Nitsan Chorev, Brown University
Johanna Bockman’s book, Markets in the Name of Socialism: The Left-Wing Origins of Neoliberalism, describes the origins of neoliberalism from a unique perspective that has hardly been explored so far, namely, the contribution of Eastern European economists to the articulation and implementation of neoclassical economic theories. In so doing, the book offers a number of important insights regarding the economic theories informing policies and programs under Communism and what Bockman refers to as “The Left-Wing Origins of Neoliberalism.” While Bockman frames the book around the second insight, I find the first one to be the more significant contribution. (An equally fitting title might have been Socialism in the Name of Markets.)
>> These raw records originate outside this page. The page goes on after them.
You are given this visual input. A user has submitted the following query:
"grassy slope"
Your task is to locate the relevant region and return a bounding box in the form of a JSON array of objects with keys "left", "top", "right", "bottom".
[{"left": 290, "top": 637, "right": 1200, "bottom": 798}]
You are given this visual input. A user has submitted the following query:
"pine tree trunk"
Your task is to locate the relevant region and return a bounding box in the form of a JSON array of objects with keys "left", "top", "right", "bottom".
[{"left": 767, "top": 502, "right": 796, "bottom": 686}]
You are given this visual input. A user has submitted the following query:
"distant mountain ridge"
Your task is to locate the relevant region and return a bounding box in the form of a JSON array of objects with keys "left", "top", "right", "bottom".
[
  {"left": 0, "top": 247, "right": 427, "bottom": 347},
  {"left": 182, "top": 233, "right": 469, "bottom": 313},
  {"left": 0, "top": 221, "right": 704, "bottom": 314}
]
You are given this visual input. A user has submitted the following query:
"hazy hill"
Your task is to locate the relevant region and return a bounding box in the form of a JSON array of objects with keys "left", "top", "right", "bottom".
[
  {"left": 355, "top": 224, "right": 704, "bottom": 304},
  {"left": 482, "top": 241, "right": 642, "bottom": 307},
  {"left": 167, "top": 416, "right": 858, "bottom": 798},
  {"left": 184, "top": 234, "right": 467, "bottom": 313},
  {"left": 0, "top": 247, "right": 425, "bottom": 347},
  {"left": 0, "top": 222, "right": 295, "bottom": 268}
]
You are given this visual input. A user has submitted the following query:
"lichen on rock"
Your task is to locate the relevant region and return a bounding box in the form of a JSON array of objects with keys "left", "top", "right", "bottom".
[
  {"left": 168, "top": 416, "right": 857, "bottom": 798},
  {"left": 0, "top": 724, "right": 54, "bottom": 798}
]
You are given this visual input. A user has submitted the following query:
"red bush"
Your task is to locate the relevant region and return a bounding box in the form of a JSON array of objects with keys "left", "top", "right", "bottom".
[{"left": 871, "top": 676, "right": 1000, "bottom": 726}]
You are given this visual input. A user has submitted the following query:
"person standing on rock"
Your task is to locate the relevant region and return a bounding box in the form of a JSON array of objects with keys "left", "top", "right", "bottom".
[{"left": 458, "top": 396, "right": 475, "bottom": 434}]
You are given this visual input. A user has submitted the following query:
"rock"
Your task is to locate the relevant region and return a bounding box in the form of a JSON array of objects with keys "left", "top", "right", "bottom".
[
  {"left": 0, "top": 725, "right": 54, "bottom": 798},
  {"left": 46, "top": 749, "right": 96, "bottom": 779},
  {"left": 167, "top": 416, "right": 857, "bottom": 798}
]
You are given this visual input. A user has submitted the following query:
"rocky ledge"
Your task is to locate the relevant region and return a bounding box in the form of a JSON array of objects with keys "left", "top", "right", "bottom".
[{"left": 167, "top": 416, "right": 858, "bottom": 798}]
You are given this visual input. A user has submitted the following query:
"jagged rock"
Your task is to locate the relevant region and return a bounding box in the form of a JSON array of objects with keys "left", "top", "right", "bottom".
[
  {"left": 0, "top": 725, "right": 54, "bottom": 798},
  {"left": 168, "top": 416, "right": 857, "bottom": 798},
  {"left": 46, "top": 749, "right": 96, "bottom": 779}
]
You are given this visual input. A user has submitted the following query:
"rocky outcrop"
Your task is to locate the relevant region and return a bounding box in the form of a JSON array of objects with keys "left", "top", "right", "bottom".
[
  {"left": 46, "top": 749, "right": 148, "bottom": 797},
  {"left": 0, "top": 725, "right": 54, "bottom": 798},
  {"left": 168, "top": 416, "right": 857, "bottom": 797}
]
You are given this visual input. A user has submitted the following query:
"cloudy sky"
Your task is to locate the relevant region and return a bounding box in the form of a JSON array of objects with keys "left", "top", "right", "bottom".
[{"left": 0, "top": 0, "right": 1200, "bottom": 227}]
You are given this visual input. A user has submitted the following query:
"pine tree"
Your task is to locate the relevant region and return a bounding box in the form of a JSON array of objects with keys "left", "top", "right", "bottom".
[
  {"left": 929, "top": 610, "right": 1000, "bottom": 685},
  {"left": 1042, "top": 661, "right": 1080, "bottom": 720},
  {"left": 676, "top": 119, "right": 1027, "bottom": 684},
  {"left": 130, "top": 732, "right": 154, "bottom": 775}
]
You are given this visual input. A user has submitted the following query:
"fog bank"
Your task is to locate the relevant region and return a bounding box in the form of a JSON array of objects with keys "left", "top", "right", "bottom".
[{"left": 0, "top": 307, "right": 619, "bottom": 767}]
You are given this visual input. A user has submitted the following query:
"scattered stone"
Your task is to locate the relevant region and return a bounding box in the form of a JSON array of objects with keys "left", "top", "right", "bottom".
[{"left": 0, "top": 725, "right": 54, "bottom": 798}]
Bockman convincingly suggests that the literature on neoliberalism misleadingly conflates neoliberalism and neoclassical economics. The two do share some concepts and beliefs in common, most centrally the emphasis on free competition. But Bockman shows that, in contrast to what most of us believe, free competition has been understood by neoclassical economists to be entirely compatible with socialism. In fact, in their mathematical models, neoclassical economists considered free competition and a “social planner” to be equivalent in their capacity to bring optimal economic results. For neoclassical economists from Eastern Europe, private property was hardly a condition for free competition, which was to be achieved at the firm level. Yugoslavia, for example, advocated an economic system that was based on the social ownership of the means of production, combined with decentralization and worker self-management. Bockman’s important insight is that the neoliberalism which emerged in the West in the early 1980s, and then was implemented in Eastern Europe, was a decidedly narrow version of neoclassical economics that rejected the democratic principles emphasized by Eastern European economists and favored instead “hierarchical firms controlled by managers and owners, rather than by workers” (p. 4). As Bockman succinctly summarizes, “neoliberalism incorporated the transnational discussion about socialism in support of competitive markets but replaced the socialist calls for political and economic democracy with capitalist demands for hierarchical institutions” (p. 10).
The book’s empirical exploration begins with a chapter that describes how economists in Eastern Europe drew on neoclassical economics to analyze socialist economic systems. Bockman then discusses the existence of a transnational network in which ideas and theories were exchanged among economists in the East and economists in the West. Particularly fascinating is her evidence of illicit intellectual exchanges during the Stalinist era between the Soviet Union and economists in the United States during the McCarthy era. In the next two chapters, the book turns to an examination of Yugoslav and Hungarian alternatives to both Soviet socialism and Western capitalism. These experiences provide particularly convincing accounts of how Eastern European economists integrated neoclassical economics into the economic study of socialism. After devoting a chapter to the Center for the Study of Economic and Social Problems in Italy, which Bockman draws on to demonstrate the exchange of ideas between East and West, she ends the book with two particularly important accounts. In one chapter she describes the reforms in the Soviet Union just before 1989, which to a large extent realized a market socialist tradition within neoclassical economics. The last chapter before the conclusion then addresses the defeat of “market socialism” and the ultimate victory of the conservative, narrow version of neoliberalism.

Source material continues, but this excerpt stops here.